Data Protection and Durability

Replication Model

  • Primary object content is written first to node1.
  • Metadata + replication work intent is persisted durably in PostgreSQL.
  • Worker asynchronously copies data to node2 and node3.

Failure Handling

Replication jobs use controlled transitions and retry:

  • claim: pending -> running
  • transient failure: running -> pending with delayed next_run_at
  • terminal failure: running -> failed at max_attempts
  • success: running -> completed

Backoff strategy is currently quadratic by attempt count.

Idempotency

At-least-once worker execution means duplicate processing can occur after process restarts or transient errors.
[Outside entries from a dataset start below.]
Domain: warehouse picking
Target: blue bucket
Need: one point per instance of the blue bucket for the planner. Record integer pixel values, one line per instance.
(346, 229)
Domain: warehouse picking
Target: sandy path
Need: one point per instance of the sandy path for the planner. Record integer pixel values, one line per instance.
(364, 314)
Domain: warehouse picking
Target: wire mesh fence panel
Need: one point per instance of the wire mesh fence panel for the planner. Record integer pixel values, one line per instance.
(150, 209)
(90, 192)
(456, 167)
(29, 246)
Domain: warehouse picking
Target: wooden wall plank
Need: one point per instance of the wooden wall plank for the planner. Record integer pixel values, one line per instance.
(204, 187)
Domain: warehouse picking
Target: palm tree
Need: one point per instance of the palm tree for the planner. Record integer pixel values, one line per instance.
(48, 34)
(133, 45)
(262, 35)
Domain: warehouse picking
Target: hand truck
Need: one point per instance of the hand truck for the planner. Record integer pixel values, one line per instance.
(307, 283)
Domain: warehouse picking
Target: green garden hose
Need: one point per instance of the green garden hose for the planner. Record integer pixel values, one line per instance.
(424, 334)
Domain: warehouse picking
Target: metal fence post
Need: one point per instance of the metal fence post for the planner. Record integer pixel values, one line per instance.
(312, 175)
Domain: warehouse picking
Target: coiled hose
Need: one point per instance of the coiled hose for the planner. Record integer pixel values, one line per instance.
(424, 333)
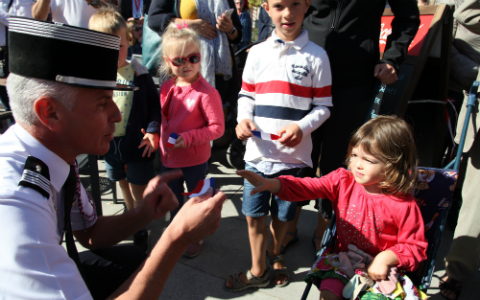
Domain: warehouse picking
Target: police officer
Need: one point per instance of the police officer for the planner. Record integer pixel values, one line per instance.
(61, 84)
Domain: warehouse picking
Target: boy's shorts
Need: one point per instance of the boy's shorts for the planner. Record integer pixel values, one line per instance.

To make this safe:

  • replica writes are conflict-safe
  • replica identity is modeled by object/node uniqueness
  • stale transition attempts are rejected by guarded state updates

Durability Boundary (Current MVP)

What is protected:

  • object metadata durability (PostgreSQL)
  • replication work durability (job table)

What is not fully production-hardened yet:

  • cross-node checksum scrub / anti-entropy reconciliation
  • multi-region durability guarantees
  • erasure coding
  • formal RPO/RTO operational drills

Recovery Expectations

  • If worker is down, jobs remain queued and recover once worker resumes.
  • If a job repeatedly fails, it becomes failed for manual/automated replay support (replay tooling planned).
  • Primary object availability is independent of secondary replication completion.